2005年8月23日(火)「しんぶん赤旗」

主張

教研集会

参加・共同の学校づくりの努力


 全教などが主催する教育研究全国集会は、子どもと教育をめぐる切実な問題を広い視点から議論する場になりました。そこでは子どもたちや親が発言する姿がこれまでになく増えました。参加と共同の学校づくりの努力が各地で広がっていることも注目されます。

■国の「改革」とせめぎあい

 「自分たちで計画し、新しいことにどんどんチャレンジしてきました。(担任教師は)何かをするときに『どうする?』と聞いてくれます。自分たちで計画し、考えるということをもっとやっていきたいです」

 和歌山県の小学校六年生の女子のその発言には、会場から温かい拍手がおこりました。「子ども、父母、地域、教職員がいっしょにすすめる学校づくり、PTA活動」をテーマにしたフォーラムでのことです。

 「体罰も校則もなく、先生が話を聞いてくれる学校はほんとうに楽しい」。これは、憲法・教育基本法・子どもの権利条約シンポジウムでのパネリストの高校生の発言です。

 子どもの声を聞く営みは多様に具体化されています。生徒、保護者、教職員の三者が、話しあって学校改革にとりくむ、三者協議会・三者懇談会の実践もそのひとつです。

 その経験は多くの分科会で報告されました。北海道の高校PTA会長の母親は、教師でなく親が提案して三者懇談会を実現し続けていることを報告。長野の高校教師は、授業改革について、三者協議会に生徒側と教師側が双方に改善要求を出し、それぞれ持ち帰り議論し、回答し、その実行に努力し、それをくりかえしていると報告。いずれも新たな展開と深まりをうかがわせました。

 こうした学校づくりは、管理と競争を激しくする政府の「改革」のひどさをうきぼりにし、せめぎあう場になっています。
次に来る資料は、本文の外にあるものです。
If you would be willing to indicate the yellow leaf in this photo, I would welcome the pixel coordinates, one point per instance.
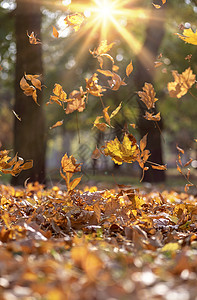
(106, 115)
(74, 20)
(125, 152)
(182, 82)
(151, 117)
(188, 36)
(74, 183)
(114, 113)
(57, 124)
(148, 95)
(129, 69)
(55, 32)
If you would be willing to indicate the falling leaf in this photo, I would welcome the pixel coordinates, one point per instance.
(74, 20)
(158, 64)
(93, 87)
(55, 32)
(188, 36)
(69, 164)
(100, 126)
(143, 143)
(60, 96)
(106, 115)
(96, 154)
(115, 68)
(76, 101)
(29, 90)
(156, 5)
(182, 83)
(151, 117)
(148, 95)
(114, 113)
(159, 167)
(125, 152)
(129, 69)
(57, 124)
(33, 39)
(17, 116)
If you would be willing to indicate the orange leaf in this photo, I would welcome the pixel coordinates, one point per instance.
(33, 39)
(129, 69)
(55, 32)
(148, 95)
(57, 124)
(96, 154)
(143, 143)
(74, 20)
(106, 115)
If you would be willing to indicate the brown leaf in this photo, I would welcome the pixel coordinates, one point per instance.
(129, 69)
(33, 39)
(96, 153)
(148, 95)
(182, 83)
(159, 167)
(151, 117)
(143, 143)
(55, 32)
(57, 124)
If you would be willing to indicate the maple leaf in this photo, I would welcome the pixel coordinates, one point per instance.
(115, 82)
(76, 101)
(125, 152)
(100, 126)
(69, 164)
(188, 36)
(74, 20)
(182, 82)
(151, 117)
(93, 87)
(57, 124)
(129, 69)
(30, 90)
(148, 95)
(60, 96)
(55, 32)
(33, 39)
(13, 166)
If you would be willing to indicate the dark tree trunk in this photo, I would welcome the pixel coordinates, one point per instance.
(29, 136)
(145, 73)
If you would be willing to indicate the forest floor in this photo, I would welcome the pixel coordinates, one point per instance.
(114, 244)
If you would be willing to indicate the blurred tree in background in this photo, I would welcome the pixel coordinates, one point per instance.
(67, 61)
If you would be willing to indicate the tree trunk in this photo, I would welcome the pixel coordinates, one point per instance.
(145, 73)
(29, 134)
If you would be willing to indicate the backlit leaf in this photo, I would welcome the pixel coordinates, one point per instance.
(129, 69)
(148, 95)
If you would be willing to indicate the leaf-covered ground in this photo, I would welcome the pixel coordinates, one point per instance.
(96, 245)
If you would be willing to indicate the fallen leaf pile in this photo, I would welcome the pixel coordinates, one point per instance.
(90, 244)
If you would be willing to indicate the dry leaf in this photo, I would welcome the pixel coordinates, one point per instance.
(55, 32)
(74, 20)
(129, 69)
(33, 39)
(182, 83)
(57, 124)
(188, 36)
(151, 117)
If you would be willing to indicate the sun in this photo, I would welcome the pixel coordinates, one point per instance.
(105, 9)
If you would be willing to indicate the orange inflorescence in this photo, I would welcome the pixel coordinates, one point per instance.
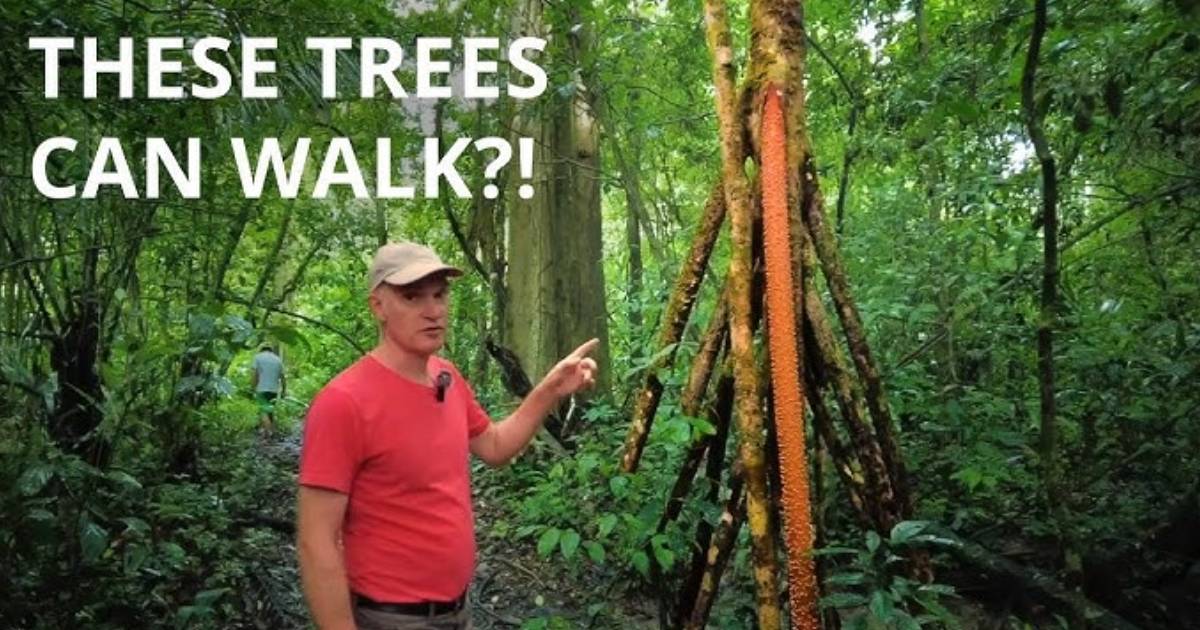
(785, 370)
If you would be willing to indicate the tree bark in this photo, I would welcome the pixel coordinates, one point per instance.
(556, 275)
(748, 403)
(1048, 445)
(676, 317)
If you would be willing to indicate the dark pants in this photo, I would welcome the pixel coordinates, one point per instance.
(373, 619)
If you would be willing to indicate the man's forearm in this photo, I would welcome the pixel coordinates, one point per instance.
(325, 587)
(515, 431)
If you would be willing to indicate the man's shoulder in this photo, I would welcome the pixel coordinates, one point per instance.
(442, 363)
(351, 379)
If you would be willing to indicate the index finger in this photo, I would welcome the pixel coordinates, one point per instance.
(582, 351)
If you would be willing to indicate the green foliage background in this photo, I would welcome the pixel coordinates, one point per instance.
(171, 513)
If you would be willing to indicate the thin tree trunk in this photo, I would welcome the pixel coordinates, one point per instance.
(1048, 444)
(634, 210)
(676, 317)
(759, 511)
(714, 557)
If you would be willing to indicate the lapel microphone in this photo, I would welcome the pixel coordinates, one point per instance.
(443, 384)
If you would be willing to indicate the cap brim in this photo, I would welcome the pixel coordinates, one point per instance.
(419, 271)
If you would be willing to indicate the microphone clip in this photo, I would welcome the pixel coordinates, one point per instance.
(443, 384)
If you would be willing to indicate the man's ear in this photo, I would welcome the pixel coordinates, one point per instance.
(376, 304)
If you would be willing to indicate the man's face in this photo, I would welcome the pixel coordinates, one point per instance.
(414, 316)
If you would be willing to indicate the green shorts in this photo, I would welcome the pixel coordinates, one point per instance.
(265, 401)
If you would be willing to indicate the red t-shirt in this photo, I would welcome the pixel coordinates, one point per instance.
(402, 457)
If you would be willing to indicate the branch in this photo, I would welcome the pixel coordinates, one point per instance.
(317, 323)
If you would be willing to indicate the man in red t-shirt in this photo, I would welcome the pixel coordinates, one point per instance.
(385, 531)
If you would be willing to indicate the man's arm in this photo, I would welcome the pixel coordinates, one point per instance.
(504, 439)
(322, 571)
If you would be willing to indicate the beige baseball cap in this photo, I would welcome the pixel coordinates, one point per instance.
(403, 263)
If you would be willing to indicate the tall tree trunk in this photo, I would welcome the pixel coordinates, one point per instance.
(634, 210)
(556, 275)
(1048, 444)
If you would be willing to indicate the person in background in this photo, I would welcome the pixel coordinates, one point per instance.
(385, 529)
(269, 383)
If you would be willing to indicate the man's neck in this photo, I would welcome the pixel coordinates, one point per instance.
(406, 364)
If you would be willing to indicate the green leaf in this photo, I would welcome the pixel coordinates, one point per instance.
(595, 551)
(904, 531)
(205, 598)
(873, 541)
(136, 525)
(605, 523)
(642, 563)
(834, 551)
(34, 479)
(547, 541)
(569, 543)
(124, 479)
(841, 600)
(664, 556)
(881, 606)
(847, 580)
(93, 539)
行政が、生徒による授業評価を学校に求め、行政が決めた画一的書式でするよう示したのにたいして、押しつけを許さず、その学校独自の書式による評価の提出ですませた経験の報告は注目されました。授業評価を生徒会が三者協議会の議題にするよう提案し、書式も生徒会が考え提案し、協議会で検討したものでした。

 実践は多様ですが、そこで教師や親が共通して発見しているのは、子どもの、成長への願いの深さ、それが受けとめられたときに発揮されるたくましさです。

 滋賀県の小学校教師は、卒業のさいに六年生が学校独自の「子どもの権利憲章」を自発的につくったことを報告しました。子どもが学校を評価する「子どもの学校通信簿」用のアンケートのなかで、一、二年生が六年生への苦情をいろいろ書いていたことから、「いやがられたまま卒業していいのか」と考えたのでした。憲章づくりに子どもたちが参照していたのは、日本国憲法でした。

■社会と人生の主人公へ

 長野県の教師は、高校生の憲法意識調査で、自校生徒の九条「改正」反対や十八歳選挙権賛成が全国平均よりかなり高かったのは、憲法学習だけでなく、七年来の三者協議会、地域活動のなかで、生徒たちが学校づくり、町づくりに主体的に加わり、主権者意識、主人公意識が育ってきたからだと考える、と報告しました。

 「海外で戦争をする国」へと憲法・教育基本法の改悪が企図されるいま、社会と人生の主人公に子どもたちが成長することは、日本の未来がかかった事業です。参加と共同の学校づくりの探求がさらに前進することを期待します。